The Slovenian courts were recently asked to rule on companies' right to be heard during unannounced investigations (so-called 'dawn raids') by the Competition Protection Agency.
The agency conducted a dawn raid due to a suspicion that the company in question was in a dominant position, during which the company allegedly refused to cooperate with the agency's officials. Based on this, the agency issued a fining decision stipulating that the company had violated its duty to cooperate and imposed a significant fine. The agency's allegations were largely based on the following factors:
- Agency representatives had to wait 54 minutes to begin the inspection.
- They were denied access to computers.
- The company employees refused to give information on the location of certain documents.
Notably, the agency's report on the investigation, which was the basis for issuing the decision, neither included a detailed description of the dawn raid, nor listed or described the alleged failures.
Against this background, the company filed an action against the agency's decision, arguing that its ability to comment on the agency's findings was unlawfully limited, as the agency did not describe the alleged infringements or provide for their legal qualification in its report. By doing so, the agency violated the company's right to be heard on the facts and circumstances before the adoption of the decision, and consequently the company had no opportunity to present its opinions on the allegations, which could have shed a different light on the case.
The administrative court confirmed the agency's decision and set aside all the allegations; however, its decision was later reversed by the Supreme Court. A retrial before the administrative court followed, in which the Supreme Court's decision was incorporated accordingly and some important procedural safeguards were clarified.
According to the Prevention of Restriction of Competition Act, the agency must prepare a report after completing a dawn raid. This report must include, among other things:
- a brief description of the investigation;
- a list of statements given by representatives or employees; and
- a list of documents and other items that the agency obtained during the investigation.
Following delivery of the report, the company under investigation has 15 days to provide its comments.
In its first decision, the administrative court held that the facts established in the decision derived from the report and that the company had an opportunity to be heard by providing its comments; hence, its right to be heard was not violated. However, this position was overturned by the Supreme Court, which reviewed the agency's report in detail in order to determine whether this was sufficient to guarantee the company's constitutional rights, including the right to be heard.
The Supreme Court confirmed that the company had indeed had an opportunity to provide its comments to the report.
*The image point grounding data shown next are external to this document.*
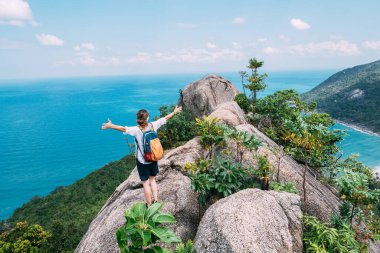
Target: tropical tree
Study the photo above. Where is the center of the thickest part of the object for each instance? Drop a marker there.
(263, 171)
(256, 82)
(243, 75)
(211, 134)
(305, 145)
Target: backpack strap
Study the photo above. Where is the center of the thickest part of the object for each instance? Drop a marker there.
(138, 147)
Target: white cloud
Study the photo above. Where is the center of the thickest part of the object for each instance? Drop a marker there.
(283, 37)
(238, 20)
(49, 40)
(341, 47)
(15, 12)
(211, 45)
(271, 50)
(236, 45)
(10, 44)
(299, 24)
(86, 58)
(86, 45)
(187, 56)
(185, 25)
(375, 45)
(261, 40)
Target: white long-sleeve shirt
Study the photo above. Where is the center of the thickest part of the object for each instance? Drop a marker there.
(138, 134)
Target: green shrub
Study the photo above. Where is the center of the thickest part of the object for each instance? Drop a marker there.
(319, 237)
(243, 102)
(243, 140)
(284, 187)
(142, 229)
(220, 179)
(24, 238)
(211, 133)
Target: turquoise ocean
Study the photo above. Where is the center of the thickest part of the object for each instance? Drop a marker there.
(50, 132)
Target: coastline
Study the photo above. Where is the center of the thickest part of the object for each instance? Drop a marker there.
(357, 128)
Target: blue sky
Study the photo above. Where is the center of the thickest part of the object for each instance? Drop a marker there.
(40, 38)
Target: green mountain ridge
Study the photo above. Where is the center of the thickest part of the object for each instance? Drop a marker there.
(351, 95)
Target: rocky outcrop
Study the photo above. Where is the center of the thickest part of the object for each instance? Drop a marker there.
(322, 199)
(273, 218)
(174, 190)
(374, 247)
(252, 221)
(202, 97)
(230, 113)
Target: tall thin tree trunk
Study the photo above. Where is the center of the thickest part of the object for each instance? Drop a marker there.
(352, 214)
(278, 170)
(304, 188)
(254, 101)
(242, 84)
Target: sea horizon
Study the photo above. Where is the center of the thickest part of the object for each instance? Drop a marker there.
(47, 147)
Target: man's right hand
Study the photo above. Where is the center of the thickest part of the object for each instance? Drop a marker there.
(107, 125)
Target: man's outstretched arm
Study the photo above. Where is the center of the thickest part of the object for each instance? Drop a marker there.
(109, 125)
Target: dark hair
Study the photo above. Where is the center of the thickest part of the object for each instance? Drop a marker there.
(142, 116)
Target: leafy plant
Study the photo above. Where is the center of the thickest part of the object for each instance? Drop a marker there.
(220, 179)
(185, 248)
(284, 187)
(211, 133)
(243, 101)
(264, 171)
(24, 238)
(243, 140)
(142, 231)
(319, 237)
(354, 188)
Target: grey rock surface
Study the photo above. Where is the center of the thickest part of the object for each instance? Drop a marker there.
(322, 199)
(374, 247)
(252, 221)
(230, 113)
(174, 189)
(203, 96)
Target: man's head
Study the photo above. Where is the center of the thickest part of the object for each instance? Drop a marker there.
(142, 117)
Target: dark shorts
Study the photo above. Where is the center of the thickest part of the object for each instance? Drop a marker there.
(147, 170)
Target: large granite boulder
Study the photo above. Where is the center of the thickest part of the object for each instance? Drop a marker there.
(252, 221)
(373, 247)
(230, 113)
(174, 189)
(203, 96)
(322, 199)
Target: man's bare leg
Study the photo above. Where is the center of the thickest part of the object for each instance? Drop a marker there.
(153, 185)
(147, 192)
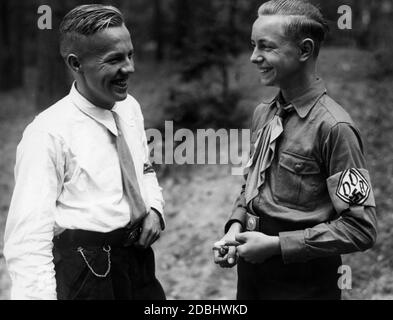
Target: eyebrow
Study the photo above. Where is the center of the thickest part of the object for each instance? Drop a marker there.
(114, 54)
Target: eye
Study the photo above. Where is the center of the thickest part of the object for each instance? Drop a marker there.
(113, 60)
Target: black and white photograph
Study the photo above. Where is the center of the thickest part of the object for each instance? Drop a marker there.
(211, 150)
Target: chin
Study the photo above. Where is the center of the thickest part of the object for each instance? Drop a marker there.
(120, 96)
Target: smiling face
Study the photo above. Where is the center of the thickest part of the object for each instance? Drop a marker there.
(105, 66)
(276, 56)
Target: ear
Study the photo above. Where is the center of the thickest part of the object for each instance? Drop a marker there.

However, it looked more closely at the content and established that it did not contain a description of the alleged failures, but only a brief description of the investigation as a whole.
Although the legal prerequisites were therefore fulfilled, the Supreme Court went further and emphasised the importance of an effective adversarial proceeding before issuing a fining decision and stressed that this can be guaranteed only by giving companies an opportunity to provide their comments to the agency's description of the facts relevant to the fining decision. For this purpose, the report should include all legally relevant facts and a company should have an opportunity to review the legal relevance or special meaning of these facts. The Supreme Court also acknowledged that the purpose of the report is not only to form a basis for issuing a fine, but also to ensure that companies can actively participate in proceedings.
Further, the right to be heard includes a right for the company to indicate all the facts that support its case, rather than simply being able to declare whether a particular statement is true. Thus, the right to be heard can be exercised effectively only where the company understands:
- the context in which the established facts will be used; and
- which additional circumstances regarding the facts can be presented in support of its legal position.
The Supreme Court further noted that the right to be heard not only refers to actual aspects of the case, but also legal aspects.
According to the administrative court's second decision, the agency will have to repeat the proceedings and ensure that the company's right to be heard is upheld. This means that the respective company will have an opportunity to comment on all relevant facts, circumstances and evidence.
It will be interesting to see how this decision affects future cases. Following the Supreme Court's rationale, the agency must now apply a broader interpretation to the existing provision in the Competition Act regarding the right to be heard and include further details in its investigation reports, as the case at hand has likely set a precedent for future cases.